If you point your browser to websites like zhaopin.com or 51job.cn you will see lots of boxes with logos and links to job offers. In May 2005 one of these boxes had a logo of Exoweb (at that time a small Beijing-based outsourcing business), and at the other end of the hyperlink Ken, Bjørn and myself were waiting for candidates. Several weeks earlier Exoweb landed a promising contract with a Norwegian customer and was hungry for programmers.

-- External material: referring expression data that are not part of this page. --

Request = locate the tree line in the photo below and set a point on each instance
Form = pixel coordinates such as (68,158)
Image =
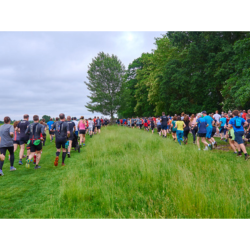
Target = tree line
(188,71)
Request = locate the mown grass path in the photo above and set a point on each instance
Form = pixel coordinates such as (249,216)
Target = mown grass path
(129,173)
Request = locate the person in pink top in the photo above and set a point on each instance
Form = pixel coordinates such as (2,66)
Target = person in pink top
(194,128)
(82,129)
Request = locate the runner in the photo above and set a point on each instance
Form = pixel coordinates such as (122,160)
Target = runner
(35,132)
(61,131)
(6,143)
(186,129)
(16,139)
(164,124)
(209,128)
(82,130)
(179,125)
(238,125)
(72,129)
(202,131)
(98,124)
(21,128)
(174,129)
(194,128)
(152,125)
(76,126)
(91,125)
(51,133)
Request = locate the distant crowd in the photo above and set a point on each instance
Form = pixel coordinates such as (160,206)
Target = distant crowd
(232,127)
(32,137)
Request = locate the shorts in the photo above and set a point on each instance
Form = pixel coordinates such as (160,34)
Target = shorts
(34,148)
(238,136)
(201,134)
(71,136)
(60,142)
(23,140)
(209,132)
(164,127)
(222,129)
(158,128)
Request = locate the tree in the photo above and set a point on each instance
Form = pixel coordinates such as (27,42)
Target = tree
(105,75)
(46,117)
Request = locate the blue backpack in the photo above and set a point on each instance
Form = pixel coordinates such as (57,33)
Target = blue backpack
(237,122)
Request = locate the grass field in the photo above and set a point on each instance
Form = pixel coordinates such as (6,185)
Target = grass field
(129,173)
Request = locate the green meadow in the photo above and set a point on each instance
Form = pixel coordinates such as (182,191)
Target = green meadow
(129,173)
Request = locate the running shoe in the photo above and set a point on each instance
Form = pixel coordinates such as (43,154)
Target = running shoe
(56,161)
(27,164)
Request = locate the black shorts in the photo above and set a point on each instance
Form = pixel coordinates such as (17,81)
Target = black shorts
(34,148)
(159,128)
(23,140)
(202,134)
(71,137)
(60,142)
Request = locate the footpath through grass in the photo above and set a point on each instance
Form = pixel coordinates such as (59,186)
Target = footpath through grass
(129,173)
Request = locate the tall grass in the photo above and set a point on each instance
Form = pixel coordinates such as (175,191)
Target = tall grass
(129,173)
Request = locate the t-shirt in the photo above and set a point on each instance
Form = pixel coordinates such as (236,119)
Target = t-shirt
(202,125)
(23,126)
(50,124)
(180,125)
(164,121)
(232,122)
(209,120)
(217,117)
(71,126)
(76,124)
(6,139)
(223,121)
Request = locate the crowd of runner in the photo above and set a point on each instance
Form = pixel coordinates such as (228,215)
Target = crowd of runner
(232,127)
(32,136)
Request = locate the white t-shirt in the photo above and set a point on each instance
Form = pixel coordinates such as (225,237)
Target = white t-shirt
(217,117)
(76,124)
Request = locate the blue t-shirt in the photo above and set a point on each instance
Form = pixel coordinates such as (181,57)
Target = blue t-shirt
(202,125)
(209,121)
(232,122)
(50,124)
(223,121)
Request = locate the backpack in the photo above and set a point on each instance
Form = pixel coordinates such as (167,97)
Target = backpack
(237,122)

Hungry, nevertheless picky. Quality mattered.

We decided to adopt quality measures outlined in Joel Spolsky's Guerilla Guide to Inverviewing. In particular, we were running independent interviews (up to 3 tech interviews per candidate) and we were diligently checking whether candidates can actually write correct code. The overwhelming majority could not. It quickly occurred that we were spending long hours in interviews, but the gain was less than modest.

Beijing is a great city and there are more exciting things to do than interviewing programmers who cannot write programs. We had strong motivation to figure out a way to improve the process. The inspiration came from Olympiad in Informatics, the ultimate programming competition for high-school students. I had some experience with Polish chapter of the Olympiad and I was aware that this institution has been employing automated tools for assessing solutions of programming problems since 1990s. I decided to adopt similar means to screening job candidates.

Ken and Bjørn were a bit skeptical about the amount of work that had to be invested, but surely interested in freeing up some of their time on Interview Saturdays. I hacked up an automated evaluator called Exobench and we have set up one machine as a workstation for candidates. From now on, every candidate had to sit in front of a computer and deliver a solution of one simple programming problem using a set of standard programming tools (editor + compiler). Our HR person later ran the automated evaluator to determine whether the candidate goes home or stays for tech interviews.

We quickly noticed that only 1 in 10 candidates was passing the programming test. We were reviewing the solutions of the rejected candidates to make sure we don't throw out the baby with the bath water, but we were increasingly positive that persons unable to get few lines of code straight should never tinker with our complex distributed web application.

When I was leaving Exoweb 2.5 years later, I took a final look at stats. Around that time we have had screened 2500, interviewed 250, hired 50 (I rounded a bit, but the actual numbers were close). Given that we usually organized two to three independent tech interviews per candidate, the automation saved something between 4 and 7 thousands hours of Senior Engineer time.

Based on my experience with Exobench, the team at Enpoka.com created Codility, an on-line system for programming skills assessment. In 2009 Exoweb introduced Codility to its hiring process, becoming our first large customer generating 1200+ evaluations per month.